Part-of-Speech and Named Entity Recognition annotations in MCSQ¶
-
annotation.mcsq_annotation.
ner_annotation
(df, ner, filename)[source]¶ Iterates through the preprocessed and POS tag annotated ENG, CAT, GER, FRE, POR, NOR and SPA spreadsheets, adding the NER annotation.
- Parameters
df (param1) – the dataframe that holds the preprocessed and POS tag annotated questionnaire.
ner (param2) – pretrained NER model provided by Spacy or FlairNLP.
- Returns
df_tagged (pandas dataframe), the questionnaire with added NER annotations.
-
annotation.mcsq_annotation.
pos_tag_annotation
(df, pos)[source]¶ Iterates through the preprocessed spreadsheets, adding the POS tag annotation.
- Parameters
df (param1) – the dataframe that holds the preprocessed questionnaire.

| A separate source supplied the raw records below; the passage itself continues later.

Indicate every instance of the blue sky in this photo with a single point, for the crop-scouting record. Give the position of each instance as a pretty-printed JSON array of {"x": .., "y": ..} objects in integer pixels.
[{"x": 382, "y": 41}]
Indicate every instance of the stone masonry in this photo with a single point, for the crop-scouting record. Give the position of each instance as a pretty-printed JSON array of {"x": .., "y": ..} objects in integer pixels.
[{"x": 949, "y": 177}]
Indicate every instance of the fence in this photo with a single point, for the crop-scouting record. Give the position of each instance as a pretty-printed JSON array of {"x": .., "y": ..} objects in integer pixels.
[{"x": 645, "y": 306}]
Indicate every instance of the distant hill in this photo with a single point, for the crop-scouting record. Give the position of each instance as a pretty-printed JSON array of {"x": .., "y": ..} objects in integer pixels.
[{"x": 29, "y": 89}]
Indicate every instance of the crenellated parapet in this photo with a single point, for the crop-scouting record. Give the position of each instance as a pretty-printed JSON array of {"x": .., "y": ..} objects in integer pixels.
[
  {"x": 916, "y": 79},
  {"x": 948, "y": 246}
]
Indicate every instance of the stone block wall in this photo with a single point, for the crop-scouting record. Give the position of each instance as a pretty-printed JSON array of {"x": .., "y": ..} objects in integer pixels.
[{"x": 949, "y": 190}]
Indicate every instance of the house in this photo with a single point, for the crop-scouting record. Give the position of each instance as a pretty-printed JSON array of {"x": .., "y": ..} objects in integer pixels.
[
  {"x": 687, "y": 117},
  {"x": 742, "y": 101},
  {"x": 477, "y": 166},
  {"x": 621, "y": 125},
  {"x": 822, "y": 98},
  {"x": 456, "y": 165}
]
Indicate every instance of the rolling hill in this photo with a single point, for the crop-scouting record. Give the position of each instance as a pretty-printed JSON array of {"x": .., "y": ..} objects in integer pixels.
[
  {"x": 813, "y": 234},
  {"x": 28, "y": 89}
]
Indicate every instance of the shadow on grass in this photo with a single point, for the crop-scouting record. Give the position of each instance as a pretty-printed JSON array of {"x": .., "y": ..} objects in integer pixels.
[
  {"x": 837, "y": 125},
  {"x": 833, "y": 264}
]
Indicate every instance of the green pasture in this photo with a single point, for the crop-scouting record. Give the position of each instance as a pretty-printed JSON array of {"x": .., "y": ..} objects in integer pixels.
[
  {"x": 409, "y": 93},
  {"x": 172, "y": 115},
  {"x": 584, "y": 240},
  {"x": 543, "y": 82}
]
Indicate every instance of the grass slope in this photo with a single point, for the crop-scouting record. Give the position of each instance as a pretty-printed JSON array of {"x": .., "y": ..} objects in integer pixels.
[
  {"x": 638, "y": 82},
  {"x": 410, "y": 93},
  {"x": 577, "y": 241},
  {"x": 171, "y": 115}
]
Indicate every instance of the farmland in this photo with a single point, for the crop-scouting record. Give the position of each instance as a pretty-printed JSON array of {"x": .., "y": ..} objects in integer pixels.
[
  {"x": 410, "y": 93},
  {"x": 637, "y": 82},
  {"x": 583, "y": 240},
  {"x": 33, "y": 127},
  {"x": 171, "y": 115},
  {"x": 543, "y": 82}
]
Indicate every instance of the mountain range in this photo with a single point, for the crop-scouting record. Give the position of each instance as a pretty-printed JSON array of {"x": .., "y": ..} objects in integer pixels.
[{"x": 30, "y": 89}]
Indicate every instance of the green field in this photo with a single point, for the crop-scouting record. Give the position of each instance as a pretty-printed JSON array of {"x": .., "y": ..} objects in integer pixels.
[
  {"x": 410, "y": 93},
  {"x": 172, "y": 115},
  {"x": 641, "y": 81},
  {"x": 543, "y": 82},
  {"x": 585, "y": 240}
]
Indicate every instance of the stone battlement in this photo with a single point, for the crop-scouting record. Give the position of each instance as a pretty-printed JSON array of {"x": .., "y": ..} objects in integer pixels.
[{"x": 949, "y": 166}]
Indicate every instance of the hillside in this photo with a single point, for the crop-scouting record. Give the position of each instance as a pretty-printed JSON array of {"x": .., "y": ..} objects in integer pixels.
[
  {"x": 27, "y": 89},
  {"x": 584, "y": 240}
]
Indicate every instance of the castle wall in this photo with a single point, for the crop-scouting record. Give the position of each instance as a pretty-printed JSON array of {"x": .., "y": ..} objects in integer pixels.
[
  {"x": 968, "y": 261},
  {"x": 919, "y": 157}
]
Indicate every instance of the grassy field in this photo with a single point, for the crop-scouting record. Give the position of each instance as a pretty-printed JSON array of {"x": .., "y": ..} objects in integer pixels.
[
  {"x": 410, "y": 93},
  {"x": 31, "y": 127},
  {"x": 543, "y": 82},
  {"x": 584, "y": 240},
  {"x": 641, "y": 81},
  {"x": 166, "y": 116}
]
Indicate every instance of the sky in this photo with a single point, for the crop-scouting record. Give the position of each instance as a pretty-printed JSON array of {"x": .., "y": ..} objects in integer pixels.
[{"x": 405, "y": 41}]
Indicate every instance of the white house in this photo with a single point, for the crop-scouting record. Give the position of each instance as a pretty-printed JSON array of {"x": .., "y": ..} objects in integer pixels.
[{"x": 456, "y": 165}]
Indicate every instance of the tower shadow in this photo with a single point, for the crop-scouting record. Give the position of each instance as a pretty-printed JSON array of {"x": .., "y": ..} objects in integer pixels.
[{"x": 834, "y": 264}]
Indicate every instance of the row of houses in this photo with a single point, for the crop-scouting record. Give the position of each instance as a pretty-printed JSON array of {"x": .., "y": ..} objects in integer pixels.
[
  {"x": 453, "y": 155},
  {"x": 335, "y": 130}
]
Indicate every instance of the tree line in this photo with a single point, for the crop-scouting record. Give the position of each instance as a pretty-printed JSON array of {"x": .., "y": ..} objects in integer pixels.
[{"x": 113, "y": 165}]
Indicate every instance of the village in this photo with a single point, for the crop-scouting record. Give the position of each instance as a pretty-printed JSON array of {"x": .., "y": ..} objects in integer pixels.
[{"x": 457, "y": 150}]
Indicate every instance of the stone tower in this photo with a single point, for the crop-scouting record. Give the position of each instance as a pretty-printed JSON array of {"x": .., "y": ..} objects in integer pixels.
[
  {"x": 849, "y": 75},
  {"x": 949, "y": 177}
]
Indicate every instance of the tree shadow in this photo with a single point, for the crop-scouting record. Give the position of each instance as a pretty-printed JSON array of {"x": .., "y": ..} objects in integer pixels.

pos (param2) – pretrained or in-house trained (CAT, POR, rUS) model provided by FlairNLP.
- Returns
df_tagged (pandas dataframe), the questionnaire with added POS tag annotations.
-
annotation.mcsq_annotation.
select_ner_model
(language)[source]¶ Selects the appropriate named entity recognition (NER) model based on the language. ENG, GER, FRE, SPA language use pretrained models provided by Flair. CZE and RUS languages use multilingual pretrained model provided by Deeppavlov. CAT, NOR and POR languages use pretrained models provided by SpaCy
- Parameters
language (param1) – 3-digit language ISO code.
- Returns
NER tagging model (Spacy or FlairNLP model).
-
annotation.mcsq_annotation.
select_pos_model
(language)[source]¶ Selects the appropriate pos tagging model based on the language. ENG language uses a pretrained model provided by Flair. NOR, SPA, GER, CZE, and FRE languages use multilingual pretrained model provided by Flair. CAT, RUS and POR languages use models trained by me.
- Parameters
language (param1) – 3-digit language ISO code.
- Returns
part-of-speech tagging model (Pytorch object).
-
annotation.ner_annotation_cze_rus.
ner_annotation
(df, ner)[source]¶ Iterates through the preprocessed and POS tag annotated RUS and CZE spreadsheets, adding the NER annotation. POS tag is done in the mcsq_annotation script. CZE and RUS languages use multilingual pretrained model provided by Deeppavlov.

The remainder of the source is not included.